A survey commissioned by the ASCL found that online bullying between students through social media was reported by nearly three-quarters of secondary school teachers and half of primary school teachers.

Despite popular social media platforms in the UK requiring a minimum age of 13 to sign up, more than 70% of primary teachers said they were aware of younger pupils using the platforms. Most state primary schools teach children up to the age of 11.

One in 10 secondary teachers said they knew of artificial intelligence-generated deepfake images or audio being used maliciously against students or staff, while a similar number said there were “signs of students accessing extremist content” through social media.

One in four of the teachers and school leaders surveyed said they were aware of pupils using social media to view pornography or violent content, including 18% of primary teachers.

Botwe said: “It leaves a trail of harm: safeguarding concerns, fractured friendships, bullying, anxiety and the spread of extremist ideologies. And, increasingly, it is being weaponised against schools and teachers, with disgruntled parents using it as a platform to target staff.”

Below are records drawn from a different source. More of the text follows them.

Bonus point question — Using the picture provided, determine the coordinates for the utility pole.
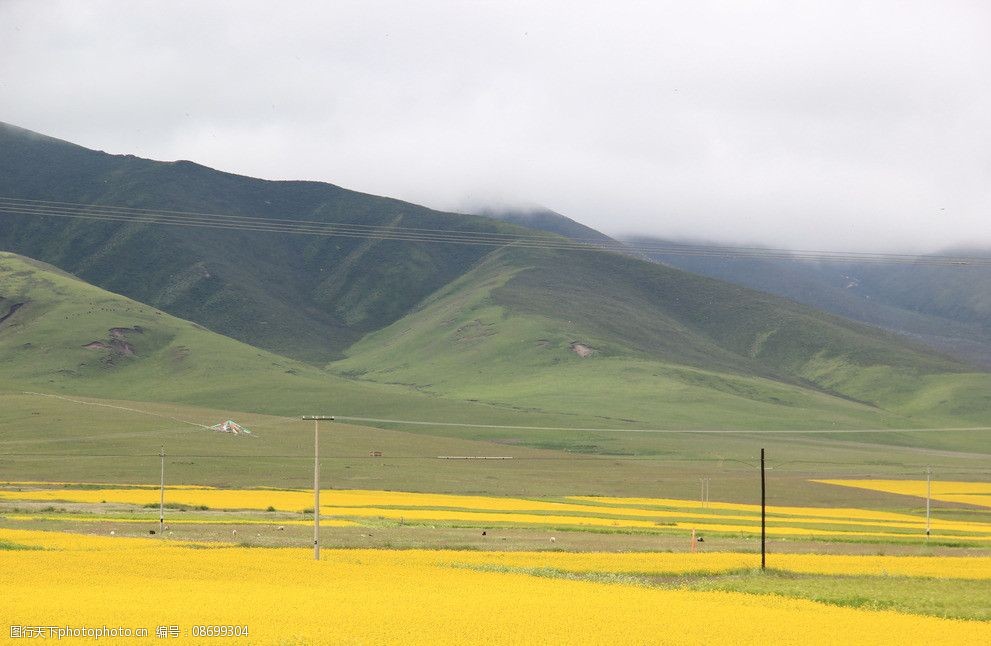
[760,449,767,570]
[303,415,334,561]
[158,444,165,536]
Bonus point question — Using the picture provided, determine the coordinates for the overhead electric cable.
[0,197,991,267]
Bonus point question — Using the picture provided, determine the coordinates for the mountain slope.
[330,249,991,428]
[0,124,544,363]
[0,252,580,423]
[628,238,991,368]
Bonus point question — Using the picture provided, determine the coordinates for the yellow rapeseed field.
[0,530,991,646]
[814,480,991,508]
[7,481,991,541]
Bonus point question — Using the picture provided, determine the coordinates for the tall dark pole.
[303,415,334,561]
[760,449,767,570]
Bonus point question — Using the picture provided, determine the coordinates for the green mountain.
[0,126,991,440]
[0,124,536,363]
[330,249,991,428]
[628,238,991,369]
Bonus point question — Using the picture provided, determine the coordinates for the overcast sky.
[0,0,991,251]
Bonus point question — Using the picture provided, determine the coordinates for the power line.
[334,415,991,435]
[0,197,991,268]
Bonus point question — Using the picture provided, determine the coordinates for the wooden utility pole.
[158,444,165,536]
[303,415,334,561]
[760,449,767,570]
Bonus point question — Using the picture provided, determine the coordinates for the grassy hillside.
[331,250,991,428]
[628,238,991,368]
[0,253,588,428]
[0,123,544,364]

Botwe said he welcomed the protections offered by the new Online Safety Act, but that it was too soon to know if the act would prove to be effective.

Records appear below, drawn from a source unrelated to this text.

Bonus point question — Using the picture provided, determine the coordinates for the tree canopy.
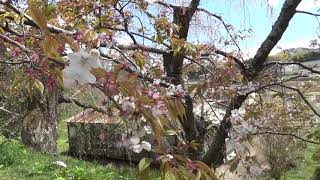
[0,0,319,179]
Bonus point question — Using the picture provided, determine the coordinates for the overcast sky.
[201,0,320,55]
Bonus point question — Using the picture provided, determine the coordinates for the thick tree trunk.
[163,0,200,142]
[203,0,301,166]
[21,90,58,153]
[202,95,247,167]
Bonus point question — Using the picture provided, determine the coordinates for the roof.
[67,110,118,124]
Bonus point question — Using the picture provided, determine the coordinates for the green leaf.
[139,158,152,172]
[164,171,176,180]
[230,158,240,172]
[90,68,106,77]
[134,51,147,69]
[164,129,177,136]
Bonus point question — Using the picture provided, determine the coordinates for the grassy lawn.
[0,101,157,180]
[0,138,152,180]
[284,144,320,180]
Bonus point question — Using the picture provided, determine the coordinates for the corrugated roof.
[67,110,119,124]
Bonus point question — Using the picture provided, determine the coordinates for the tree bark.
[202,0,301,166]
[163,0,200,142]
[21,87,58,154]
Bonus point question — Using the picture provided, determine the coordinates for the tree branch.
[251,0,301,78]
[251,131,320,144]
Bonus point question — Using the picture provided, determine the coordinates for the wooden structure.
[67,111,153,162]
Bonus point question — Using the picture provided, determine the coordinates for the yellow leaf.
[90,68,106,77]
[164,171,176,180]
[60,34,80,52]
[42,35,60,59]
[28,0,50,35]
[142,110,163,143]
[33,79,44,94]
[195,161,219,180]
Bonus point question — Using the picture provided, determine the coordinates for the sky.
[200,0,320,57]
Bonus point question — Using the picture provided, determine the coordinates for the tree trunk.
[21,87,58,154]
[202,0,301,167]
[163,0,200,142]
[202,95,247,167]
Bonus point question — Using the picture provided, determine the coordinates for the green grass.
[0,97,159,180]
[0,138,149,180]
[284,144,320,180]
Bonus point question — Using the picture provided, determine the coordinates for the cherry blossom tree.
[0,0,319,179]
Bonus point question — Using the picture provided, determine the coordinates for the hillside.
[269,47,320,62]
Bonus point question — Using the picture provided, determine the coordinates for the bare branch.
[250,131,320,144]
[265,62,320,74]
[252,0,301,76]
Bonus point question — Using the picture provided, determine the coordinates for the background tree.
[0,0,319,177]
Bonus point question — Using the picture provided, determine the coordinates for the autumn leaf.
[28,0,50,35]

Botwe also uses his presidential speech to criticise the government’s failure to adequately fund free breakfast clubs in England’s primary schools.

“A daily funding rate of 60p per child is absurd. You can’t promise parents a nutritious meal and 30 minutes of childcare, then expect schools to deliver it for less than half the price of a Greggs sausage roll,” Botwe said.

“Meanwhile, the immense resource challenges we faced under the previous government have not disappeared. Funding shortages, staff recruitment and retention struggles, and an overstretched education system – these issues persist, and tackling them must be a shared priority.”

Bridget Phillipson, the education secretary, is also to address the ASCL conference in Liverpool.

She will call for “old-fashioned graft” to overcome the gaps in learning among children who are persistently absent from school.

Phillipson will highlight findings that children in year 11 who miss 10 days of school are only half as likely to get good GCSE grades in English and maths, adding: “I won’t accept the damage that does to those children. I expect schools to catch up – fast. And I know that’s what schools want too, what you are all working so hard to do.

“The way we turn this around is through collaboration, partnership and, if we’re honest, old-fashioned graft.”

More than one in 10 children at state schools in England are absent for the equivalent of a day each fortnight.